Rep. Anthony Gonzalez
Gonzalez, of Ohio, mentioned that he had spent current days making an attempt to make sense of what had unfolded within the Capitol. What he concluded, he mentioned, was that Trump “helped organize and incite a mob that attacked the United States Congress in an attempt to prevent us from completing our solemn duties as prescribed by the Constitution.”
“During the attack itself, the president abandoned his post while many members asked for help, thus further endangering all present,” Gonzalez mentioned. “These are fundamental threats not just to people’s lives but to the very foundation of our Republic.”
Rep. Peter Meijer
Meijer, a freshman congressman from Michigan, mentioned in a press release that the president had “betrayed and misled millions with claims of a ‘stolen election’” and that through the riot on the Capitol he “shrank from leadership when the country needed it most.”
“President Trump betrayed his oath of office by seeking to undermine our constitutional process, and he bears responsibility for inciting the insurrection we suffered last week,” Meijer mentioned. “With a heavy heart, I will vote to impeach President Donald J. Trump.”
Rep.

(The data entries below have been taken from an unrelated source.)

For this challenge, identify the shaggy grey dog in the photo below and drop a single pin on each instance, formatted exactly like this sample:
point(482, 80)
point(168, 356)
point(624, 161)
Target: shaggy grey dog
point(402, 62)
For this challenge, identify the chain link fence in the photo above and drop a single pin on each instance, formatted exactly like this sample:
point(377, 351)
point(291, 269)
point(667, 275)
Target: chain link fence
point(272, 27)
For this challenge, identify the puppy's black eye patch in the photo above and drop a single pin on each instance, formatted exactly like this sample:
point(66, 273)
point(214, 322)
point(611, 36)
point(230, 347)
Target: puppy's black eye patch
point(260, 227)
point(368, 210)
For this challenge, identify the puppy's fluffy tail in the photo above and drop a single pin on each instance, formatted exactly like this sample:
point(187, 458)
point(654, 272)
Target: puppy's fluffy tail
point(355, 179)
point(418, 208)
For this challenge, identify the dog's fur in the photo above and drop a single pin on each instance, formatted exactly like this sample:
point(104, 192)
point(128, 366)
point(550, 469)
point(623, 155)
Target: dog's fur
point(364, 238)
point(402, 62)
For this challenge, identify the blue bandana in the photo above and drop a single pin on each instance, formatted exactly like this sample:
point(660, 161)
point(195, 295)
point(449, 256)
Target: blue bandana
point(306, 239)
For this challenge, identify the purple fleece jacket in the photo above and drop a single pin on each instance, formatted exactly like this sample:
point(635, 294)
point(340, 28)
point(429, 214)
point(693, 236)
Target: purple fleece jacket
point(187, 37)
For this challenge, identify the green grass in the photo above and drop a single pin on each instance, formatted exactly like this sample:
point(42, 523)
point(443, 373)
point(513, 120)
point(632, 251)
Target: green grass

Tom Rice
Rice, of South Carolina, additionally voted for impeachment.
In a press release, Rice had a blunt critique of Trump. “I have backed this president through thick and thin for four years,” he mentioned. “I campaigned for him and voted for him twice. But, this utter failure is inexcusable.”
Rep. David Valadao
After casting his vote to question, Valadao, of California, mentioned on Twitter that “President Trump was, without question, a driving force in the catastrophic events” that happened on the Capitol.
“His inciting rhetoric was un-American, abhorrent, and absolutely an impeachable offense,” he added. “It’s time to put country over politics.”